The gentle exaggeration in the stylised curves of this horse is the work of recognised Swedish ceramist and sculptor, Maggie Wibom and created during her year where she was a guest designer at Gefle Ceramics.
The semi- matte, opaque glaze has been applied fluidly, with its varying density revealing hints of the stoneware ceramic beneath.
This piece was created during the Art Deco's transition to a sleeker form of the style, called Streamline Moderne, which featured curving forms and smooth, polished surfaces.
Excellent, no chips or cracks. Light use and age wear that is commensurable with age of piece. Base bears stamp discerned as Wibom's.
c. 5.9" / 15 cm tall (from base to rim) x 8.3" / 21 cm in length.
Unpackaged weight: 0.7 kg / 722 g
Figure will be securely packaged and shipping will be insured.
Shipping will be combined for multiple items.
A BIT OF HISTORY
Jonny Margareta (Maggie) Wibom (b.1899 - d.1961) was a Swedish ceramist and sculptor. Wibom studied at the Higher Art Industrial School until 1924 and was employed at Boberg's Fajansfabriek in Gävle in 1925. She designed bowls, dishes and pots often with motives in relief. In 1933-1934 she was a guest designer for Gefle Porslinsfabrik with figures and animals in stoneware. In 1936 she started at St. Eriks Lervarufabriker in Uppsala. In 1938, she started her own workshop, Stockholm's Ceramics in Stockholm, which she ran until 1950.
Her work was often composed in ceramic and she created decor such as glazed ceramic tiles with figurative compositions.

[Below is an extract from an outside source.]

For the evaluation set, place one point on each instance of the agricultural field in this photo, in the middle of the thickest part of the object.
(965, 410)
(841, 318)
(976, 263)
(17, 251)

In her lifetime, she exhibited her works in a number of art galleries and museums both in Sweden and internationally. Her public works include ceramic decorations for the People's House in Gävle, a wall fountain at the cinema Aveny in Stockholm, and ceramic reliefs and wall tiles for Staffan's church in Gävle.
Other examples of Wibom's work is represented in multiple museums in Sweden such as the National Museum of Stockholm, Gävleborg County Museum, Uppland Museum as well as abroad in Trondheim Museum, Norway and Museum of Fine Arts in Boston.